Olhando para frente, minha aposta é que o Brasil poderia repetir por um tempo o desempenho do milagre. Como a força de trabalho cresce bem menos hoje em dia, seriam uns 5% ao ano. Estes 5% equivaleriam aos 7,4% do milagre. De onde vem esse número? Em parte do aproveitamento da capacidade ociosa existente, mas sobretudo dos enormes espaços disponíveis para aumentos de investimento e de produtividade, visíveis a olho nu. Crescer a uma taxa média de 4% ao longo de uma década não seria impossível.
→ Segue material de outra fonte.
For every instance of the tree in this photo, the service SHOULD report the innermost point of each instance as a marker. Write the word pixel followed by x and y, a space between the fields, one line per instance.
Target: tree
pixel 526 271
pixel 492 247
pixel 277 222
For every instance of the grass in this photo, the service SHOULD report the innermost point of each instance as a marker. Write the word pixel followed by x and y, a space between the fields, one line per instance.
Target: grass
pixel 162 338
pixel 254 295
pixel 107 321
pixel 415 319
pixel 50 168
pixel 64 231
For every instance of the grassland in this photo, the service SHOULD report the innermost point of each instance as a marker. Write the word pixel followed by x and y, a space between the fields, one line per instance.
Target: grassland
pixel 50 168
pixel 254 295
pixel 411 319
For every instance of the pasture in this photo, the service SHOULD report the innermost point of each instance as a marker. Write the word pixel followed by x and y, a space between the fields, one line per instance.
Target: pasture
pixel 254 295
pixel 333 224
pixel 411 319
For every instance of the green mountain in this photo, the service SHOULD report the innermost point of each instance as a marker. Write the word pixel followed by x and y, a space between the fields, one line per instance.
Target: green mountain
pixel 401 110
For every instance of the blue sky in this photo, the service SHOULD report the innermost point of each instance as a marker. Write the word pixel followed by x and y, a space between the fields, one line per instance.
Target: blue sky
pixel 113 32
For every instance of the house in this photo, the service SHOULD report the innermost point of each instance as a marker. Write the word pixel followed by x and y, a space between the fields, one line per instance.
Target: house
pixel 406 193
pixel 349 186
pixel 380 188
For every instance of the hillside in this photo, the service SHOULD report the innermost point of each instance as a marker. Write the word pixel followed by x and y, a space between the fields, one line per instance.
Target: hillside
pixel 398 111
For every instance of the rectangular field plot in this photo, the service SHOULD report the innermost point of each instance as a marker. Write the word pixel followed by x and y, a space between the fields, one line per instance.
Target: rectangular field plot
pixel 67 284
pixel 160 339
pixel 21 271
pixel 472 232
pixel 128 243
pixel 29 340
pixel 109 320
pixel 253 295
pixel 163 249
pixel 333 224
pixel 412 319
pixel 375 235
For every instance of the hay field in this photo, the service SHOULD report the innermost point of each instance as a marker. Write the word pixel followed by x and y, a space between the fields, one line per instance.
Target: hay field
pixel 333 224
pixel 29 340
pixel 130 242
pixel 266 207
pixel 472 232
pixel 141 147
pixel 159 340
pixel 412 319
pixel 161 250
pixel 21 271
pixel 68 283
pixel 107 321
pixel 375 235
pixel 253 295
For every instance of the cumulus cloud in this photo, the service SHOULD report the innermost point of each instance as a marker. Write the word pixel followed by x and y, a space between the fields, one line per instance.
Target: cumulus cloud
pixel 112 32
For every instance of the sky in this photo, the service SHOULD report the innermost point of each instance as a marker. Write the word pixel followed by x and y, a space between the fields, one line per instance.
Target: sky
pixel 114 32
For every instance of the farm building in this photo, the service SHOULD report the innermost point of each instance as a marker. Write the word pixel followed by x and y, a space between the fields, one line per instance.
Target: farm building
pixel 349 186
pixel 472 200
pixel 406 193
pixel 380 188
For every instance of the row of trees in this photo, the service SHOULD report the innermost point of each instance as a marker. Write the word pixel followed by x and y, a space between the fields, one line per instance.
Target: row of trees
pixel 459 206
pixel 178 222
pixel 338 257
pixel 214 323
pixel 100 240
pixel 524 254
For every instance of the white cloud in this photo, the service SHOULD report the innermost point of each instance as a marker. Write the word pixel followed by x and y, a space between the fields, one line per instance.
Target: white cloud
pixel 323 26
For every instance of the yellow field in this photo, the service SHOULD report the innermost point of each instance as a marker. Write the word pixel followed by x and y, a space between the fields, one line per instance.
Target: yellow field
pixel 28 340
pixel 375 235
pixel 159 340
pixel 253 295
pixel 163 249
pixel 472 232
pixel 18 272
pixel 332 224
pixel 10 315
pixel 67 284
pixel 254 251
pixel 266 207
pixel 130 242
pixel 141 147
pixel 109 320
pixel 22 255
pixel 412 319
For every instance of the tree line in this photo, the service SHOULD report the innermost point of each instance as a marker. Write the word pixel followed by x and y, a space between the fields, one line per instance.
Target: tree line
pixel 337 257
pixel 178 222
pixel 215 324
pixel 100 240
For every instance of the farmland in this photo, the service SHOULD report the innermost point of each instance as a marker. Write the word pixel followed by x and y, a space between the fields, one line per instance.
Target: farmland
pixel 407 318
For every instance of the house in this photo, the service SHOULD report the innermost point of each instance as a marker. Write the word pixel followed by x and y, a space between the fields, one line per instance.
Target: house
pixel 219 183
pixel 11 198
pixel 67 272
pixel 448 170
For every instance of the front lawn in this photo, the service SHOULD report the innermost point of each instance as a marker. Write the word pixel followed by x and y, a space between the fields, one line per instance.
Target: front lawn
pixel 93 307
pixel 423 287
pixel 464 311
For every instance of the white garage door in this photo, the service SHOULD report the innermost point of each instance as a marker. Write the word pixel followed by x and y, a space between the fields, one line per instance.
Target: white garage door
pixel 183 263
Como as consequências dos erros estratégicos do modelo passado se fazem sentir até nossos dias, o cenário de 4% de crescimento mencionado acima poderia ser considerado otimista. Por outro lado, a correção desses e de outros erros mais recentes não deixa de ser um bom espaço de crescimento a se aproveitar. Me arriscando um pouco, fico com os 4%.
Vamos examinar sob ótica semelhante o desempenho do PT no poder. Após a boa surpresa do primeiro mandato de Lula, houve uma desastrada mudança de rota, reforçada no governo Dilma, com resultados conhecidos. Houve muita badalação do crescimento do PIB de 7,5% em 2010. Deu até capa da revista The Economist. Ocorre que foi um ano de recuperação, turbinado pela eleição. Não houve continuidade. Pior: depois veio a conta, na forma de uma colossal recessão. O conjunto da obra do partido no poder gerou 1,5% de crescimento anual per capita, um resultado inferior ao do resto da América Latina no mesmo período, um sarrafo baixo. Deixou como herança uma situação fiscal fragilizada, agravada pela pandemia.
Quanto ao governo atual, há que se tomar cuidado com o número de crescimento do PIB projetado para este ano. Trata-se de uma recuperação, impulsionada pelas políticas expansionistas iniciadas em 2020 e pela alta dos preços das commodities. Em função do colapso da economia a partir do início da pandemia, a manutenção do nível de atividade do final do ano passado, ainda marcado por alto desemprego e subemprego, geraria uma recuperação meramente estatística de cerca de 4,5%. Os 5% ou mais de crescimento projetados para este ano fazem vista, mas não espelham a realidade social.
Resumindo, é preciso não confundir: (1) recuperação com crescimento, e (2) períodos selecionados com os resultados dos ciclos completos.
Por fim, cabe destacar que o modesto desempenho das últimas décadas deixará saudades se persistir a destruição institucional que ora nos assola. O Brasil sempre se viu como um país de infinitas possibilidades. Está mais do que na hora de entendermos que uma delas é não dar certo.